Array b is a replicated array which has the same shape to distributed array a. The program uses the gmove directive to collect all elements from array a to local array b. The task directive is used to print out the elements in array b by a single node.

The gmove directive specified a collective communication between distribute/replicated arrays. The compiler generates collective communication required for the following assignment statement. Triplet form can be used in the assignment statement to specify multiple elements.

In the program, all distributed data elements are collected from the owner nodes to the local array. The following figure illustrates the inter-node communication generated by the compiler.

_images/gmove_allreduce.png

If the target element is allocated locally, data can be moved within the memory, while inter-node communication is required if the target element is allocated in a remote node.
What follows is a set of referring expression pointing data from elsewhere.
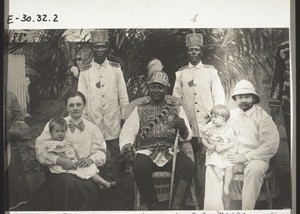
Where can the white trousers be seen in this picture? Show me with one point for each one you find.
(254, 174)
(213, 190)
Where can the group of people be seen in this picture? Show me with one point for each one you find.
(74, 147)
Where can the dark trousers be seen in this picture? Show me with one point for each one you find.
(287, 124)
(144, 167)
(117, 164)
(199, 175)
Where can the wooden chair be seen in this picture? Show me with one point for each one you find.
(268, 192)
(162, 180)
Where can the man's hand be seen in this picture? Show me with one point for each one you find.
(179, 123)
(219, 148)
(66, 163)
(84, 162)
(236, 158)
(128, 157)
(122, 123)
(274, 112)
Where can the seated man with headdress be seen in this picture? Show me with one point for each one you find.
(153, 126)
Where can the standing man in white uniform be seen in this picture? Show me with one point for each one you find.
(103, 85)
(199, 88)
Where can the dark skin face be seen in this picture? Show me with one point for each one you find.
(194, 53)
(157, 92)
(245, 101)
(100, 52)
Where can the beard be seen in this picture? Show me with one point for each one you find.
(245, 106)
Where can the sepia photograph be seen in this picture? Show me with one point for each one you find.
(208, 109)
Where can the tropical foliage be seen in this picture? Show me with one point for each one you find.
(236, 53)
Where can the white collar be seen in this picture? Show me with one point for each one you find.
(198, 66)
(104, 64)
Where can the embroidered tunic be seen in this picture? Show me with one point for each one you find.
(153, 130)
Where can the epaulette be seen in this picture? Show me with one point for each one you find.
(86, 67)
(114, 64)
(171, 100)
(208, 66)
(283, 44)
(183, 67)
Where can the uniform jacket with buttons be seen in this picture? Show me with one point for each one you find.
(199, 87)
(280, 90)
(105, 91)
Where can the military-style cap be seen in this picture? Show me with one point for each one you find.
(160, 77)
(245, 87)
(99, 36)
(194, 39)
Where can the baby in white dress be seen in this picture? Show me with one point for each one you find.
(62, 148)
(219, 138)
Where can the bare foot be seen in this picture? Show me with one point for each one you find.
(109, 185)
(226, 190)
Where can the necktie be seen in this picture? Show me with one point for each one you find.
(73, 126)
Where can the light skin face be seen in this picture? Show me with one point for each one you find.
(58, 132)
(100, 52)
(217, 120)
(157, 92)
(75, 107)
(194, 54)
(245, 101)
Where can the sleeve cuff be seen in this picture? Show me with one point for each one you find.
(126, 148)
(248, 157)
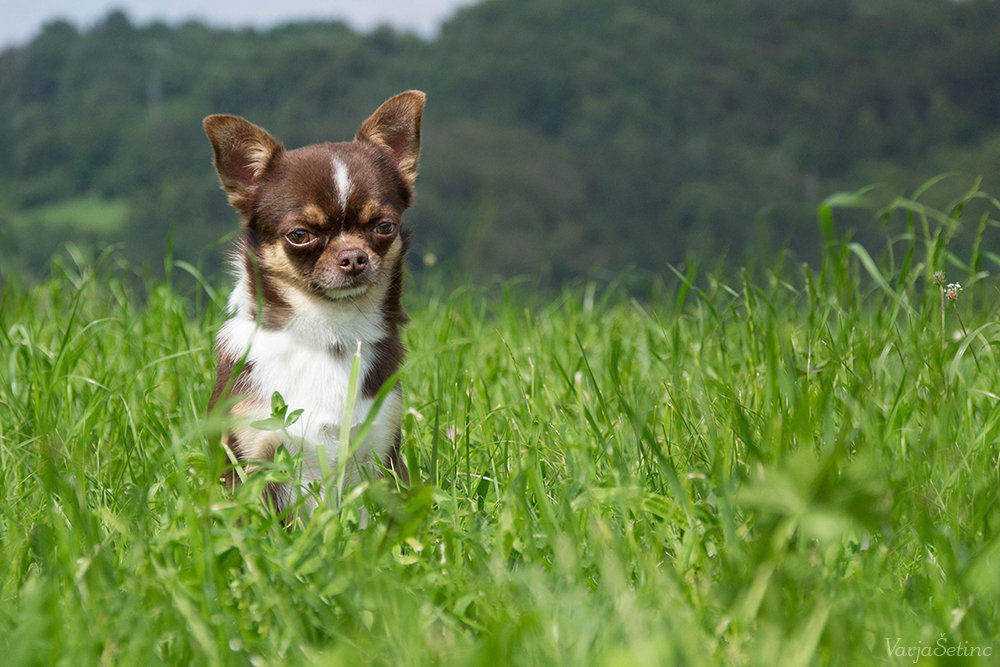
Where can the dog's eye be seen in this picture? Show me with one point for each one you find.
(299, 237)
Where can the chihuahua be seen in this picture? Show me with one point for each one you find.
(319, 270)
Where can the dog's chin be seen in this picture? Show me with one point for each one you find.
(345, 293)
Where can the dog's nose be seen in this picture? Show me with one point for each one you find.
(352, 261)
The following outout shows the result of the program. p[0] (in XMP/C) or p(1) (in XMP/Fortran) prints out the result. The output sequence is always the same because it is handled by a single node.

1
2
3
4
5
6
7
8
9
10

Note

All communication in XMP should be specified explicitly since the language does not assume automatic inter-node communication (which is a big difference its ancestor, HPF). This design choice makes the performance model clear to user and easier to optimize the performance.